Malam itu setelah mandi saya disuguhkan Mie Rebus serta Kopi Hangat, alhamdulilah begitu nikmatnya Mie Rebus dan Kopi Hangat buatan ibu. Disela-sela makan Ibu pun bercerita tentang Bapak yang sering bepergian keluar kota untuk menjalankan tugasnya sebagai peneliti di Pusat Penelitian Kopi. Mungkin ini juga yang membuat Ayos mencintai traveling.

Malam semakin larut akhirnya saya pamit untuk merebahkan diri agar perjalanan besok saya mempunyai cukup stamina, Karena tujuan perjalanan besok kemungkinan akan membutuhkan tenaga dan stamina yang lumayan banyak.



***


Pagi hari menjelang, ternyata di Jember tidak seperti di Pekanbaru. Saya kaget ketika melihat ke jendela hari sudah terang padahal jam tangan saya masih menunjukan pukul 4.58. Pagi itu saya pertama kali merasakan udara Jawa Timur ada perasaan sangat senang dari dalam hati. Setelah membasuh muka Ayos mempersilahkan saya untuk kembali menikmati Kopi dan Roti. Sekali lagi Alhamdulillah J

Perjalanan hari ini adalah menuju kawah ijen menggunakan sepeda motor bersama Ayos Purwoaji, Aunurrahman Wibisono dan Irma Afifatul Aini. Sebuah perjalanan yang memberikan pengalaman baru bagi saya.


***
Pindah rumah ke Aunurrahman Wibisono setelah pulang dari Ijen

Setelah jum’at Aunurrahman Wibisono menjemput saya dari rumah Ayos Purwoaji. Hari ini saya pindah ke tempat Aunurrahman Wibisono. Hujan siang setelah jum’at membuat Jember menjadi dingin. Tujuan kami adalah Arjasa tempat orang tua Aunurrahman Wibisono. Disana saya tidur dikamar bersebelahan dengan Aunurrahman Wibisono, saya dibuatkan Seduhan Markisah hangat. Saya senang sekali J

Malam segera menjelang saat mentari hilang dari peredaran, mungkin waktunya bagi matahri menerangi bumi lain. Setelah hujan siang hari, malam ini Jember kelihatan begitu cerah. Saya diajak keliling kota Jember untuk menikmati beberapa kuliner kota Jember. Tujuan utama adalah STMJ dibawah jembatan jalan sultan agung.. Tempat santai yang begitu saya suka, persis di tepi lalu lalang kota Jember. Di Pekanbaru pun saya sangat senang untuk duduk dan menikmati jajanan pinggir jalan. Entah mengapa ada kepuasan tersendiri saat menikmati jajanan pinggir jalan diantara kerlap kerlip lampu kota.

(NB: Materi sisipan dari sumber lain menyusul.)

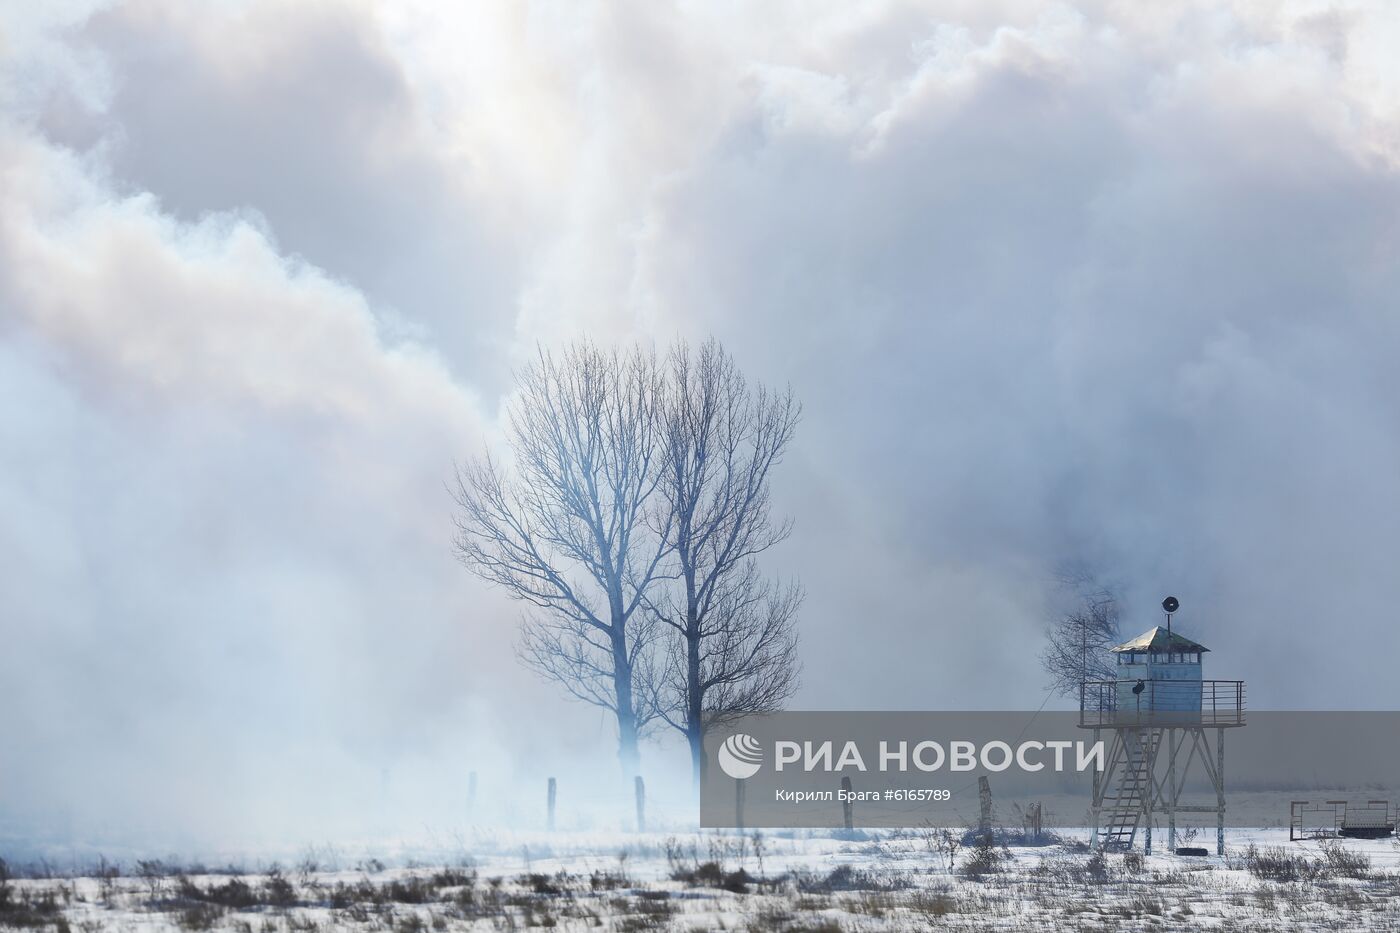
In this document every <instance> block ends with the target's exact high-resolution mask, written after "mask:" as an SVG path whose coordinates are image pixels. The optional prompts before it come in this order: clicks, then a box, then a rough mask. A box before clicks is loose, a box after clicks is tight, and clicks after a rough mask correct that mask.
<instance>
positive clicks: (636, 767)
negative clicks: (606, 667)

Dijember saya bertahan selama 5 hari menunjungi beberapa destinasi hebat yakni Kawah Ijen dan Tanjung Papuma.

Setelah beberapa hari dikota ini tibalah bagi saya untuk mengucapkan selamat tinggal untuk kota yang tidak akan saya lupakan dalam sejarah hidup saya. Kota dengan teman-teman yang begitu hangat Ayos Purwoaji, Aunurrahman Wibisono, Mas Fahmi dan seorang wanita Ganteng Irma Afifatul Aini. Kota yang tidak akan saya lupakan atas kebaikan Ibu dan Bapak Mas Ayos, Kebaikan Ibu Bapak Mas Nuran, teman-teman di Tegal Boto yang sempat saya singgahi dan saya sepertinya jatuh cinta akan Kota ini.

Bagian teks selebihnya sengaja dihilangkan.